300    CHAPTER 15 Evolving Deep Neural Networks





















                         FIGURE 15.2
                         Top: Simplified visualization of the best network evolved by CoDeepNEAT for the CIFAR-
                         10 domain. Node 1 is the input layer, while Node 2 is the output layer. The network has
                         repetitive structure because its blueprint reuses same module in multiple places. Bottom:
                         A more detailed visualization of the same network.


                         CoDeepNEAT trains very fast.
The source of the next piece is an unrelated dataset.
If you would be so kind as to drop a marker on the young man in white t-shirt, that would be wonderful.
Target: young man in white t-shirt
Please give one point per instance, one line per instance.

While the network of Snoek et al. takes over 30
                         epochs to reach 20% test error and over 200 epochs to converge, the best network
                         from evolution takes only 12 epochs to reach 20% test error and around 120 epochs
                         to converge. This network utilizes the same modules multiple times, resulting in a
                         deep and repetitive structure typical of many successful DNNs (Fig. 15.2).
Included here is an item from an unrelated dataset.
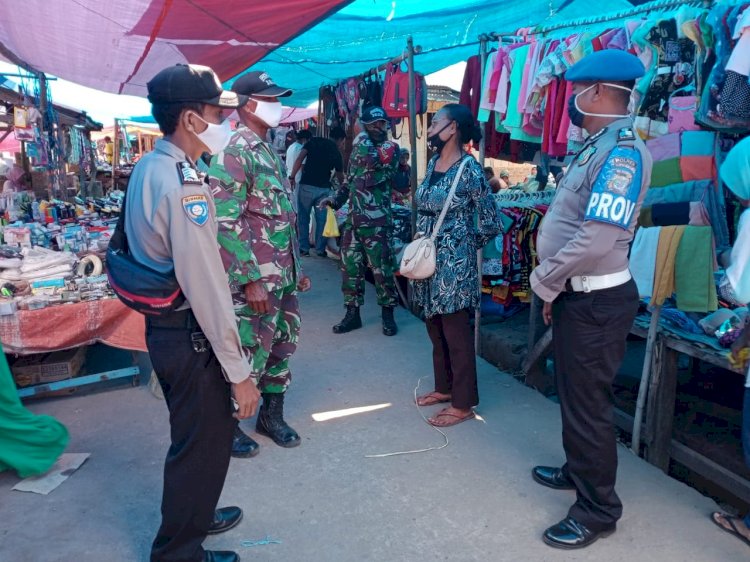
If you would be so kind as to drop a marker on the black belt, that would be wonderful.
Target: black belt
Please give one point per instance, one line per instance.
(179, 320)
                         4. EVOLUTION OF LSTM ARCHITECTURES

                         Recurrent neural networks, in particular, those utilizing LSTM nodes, are another
                         powerful approach to DNN. Much of the power comes from repetition of LSTM
                         modules and the connectivity between them. In this section, CoDeepNEAT is
                         extended with mutations that allow searching for such connectivity, and the
                         approach is evaluated in the standard benchmark task of language modeling.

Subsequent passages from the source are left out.